Figure 12. pETDuet-1 vector


pETDuet-1 is a high copy number plasmid that features two T7 promoters and two RBS sequences. However, it contains only one T7 terminator. As a result, each gene is expressed under its dedicated T7 promoter, but one of the inserted genes requires the inclusion of a T7 terminator for proper regulation. The rhtA insert is the one carrying the extra T7 terminator.

In order to assemble our constructs, two cloning steps needed to be performed. Firstly, the vector was linearized through digestion with the BglII restriction enzyme to allow the insertion of the catalase gene. Subsequently, another digestion with SacI was necessary to clone the rhtA exporter gene into our vector.

In order to confirm our gene expression, an S-tag was incorporated in the catalase insert making it possible to detect through Western-Blotting. The rhtA exporter utilizes a 6xHis-tag which is already an integral part of the plasmid.

Construct overview:



Figure 13. Construct 3 overview

Construct no. 4

Figure 18. Construct 4 Vector: pOSIP-TT (P21)
Gene inserted: Rluc8


pOSIP is the vector mediating the insertion of Rluc8 in the bacterial chromosomal DNA as outlined in the clonetegration protocol.
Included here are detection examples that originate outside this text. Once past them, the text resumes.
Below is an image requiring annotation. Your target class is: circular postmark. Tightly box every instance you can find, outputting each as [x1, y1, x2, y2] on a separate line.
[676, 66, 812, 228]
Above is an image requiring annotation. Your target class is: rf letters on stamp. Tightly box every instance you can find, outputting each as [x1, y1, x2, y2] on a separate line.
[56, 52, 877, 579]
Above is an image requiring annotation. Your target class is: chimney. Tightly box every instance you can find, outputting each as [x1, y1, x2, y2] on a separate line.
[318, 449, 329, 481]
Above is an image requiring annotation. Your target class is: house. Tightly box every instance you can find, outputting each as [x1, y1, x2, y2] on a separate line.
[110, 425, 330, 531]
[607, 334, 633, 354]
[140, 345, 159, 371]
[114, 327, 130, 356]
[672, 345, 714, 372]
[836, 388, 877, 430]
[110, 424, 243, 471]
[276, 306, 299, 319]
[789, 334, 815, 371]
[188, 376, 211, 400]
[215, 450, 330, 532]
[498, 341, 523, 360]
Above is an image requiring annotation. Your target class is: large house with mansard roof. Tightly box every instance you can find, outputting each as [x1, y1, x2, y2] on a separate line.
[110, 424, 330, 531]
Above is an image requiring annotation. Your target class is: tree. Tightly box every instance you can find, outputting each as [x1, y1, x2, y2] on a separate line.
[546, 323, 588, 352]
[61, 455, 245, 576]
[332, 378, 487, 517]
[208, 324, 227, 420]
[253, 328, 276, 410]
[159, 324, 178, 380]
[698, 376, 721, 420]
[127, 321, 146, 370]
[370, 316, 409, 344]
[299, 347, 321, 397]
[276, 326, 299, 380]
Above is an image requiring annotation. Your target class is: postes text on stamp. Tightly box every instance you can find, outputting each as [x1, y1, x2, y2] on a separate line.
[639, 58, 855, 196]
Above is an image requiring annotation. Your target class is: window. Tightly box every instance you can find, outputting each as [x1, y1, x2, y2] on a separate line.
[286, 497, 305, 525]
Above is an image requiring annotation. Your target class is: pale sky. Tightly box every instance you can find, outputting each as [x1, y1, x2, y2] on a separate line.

Among the various plasmids within the OSIP family capable of performing this task, we chose pOSIP-TT (P21) due to its tetracycline resistance, which was useful for simultaneous transformation with other plasmids.

This vector features a ColE1/pMB1/pBR322/pUC ori as well as a gamma replication origin from E. coli plasmid R6K and it is tetracycline resistant.



Figure 19. pOSIP-TT (P21) vector
pOSIP-TT (P21) lacks a T7 promoter, an RBS and a T7 terminator. To ensure the expression of our Rluc8 gene after its integration into the chromosomal DNA, it's essential to incorporate these regulatory elements into our insert.

The vector was linearized through digestion with two different restriction enzymes, XhoI and EcorI. These enzymes were responsible for removing the ccdB toxin and ColE1/pMB1/pBR322/pUC origin of replication in order to make the detection of the cloned vectors easier. Within this region, the Rluc8 gene was inserted, complete with its regulatory elements.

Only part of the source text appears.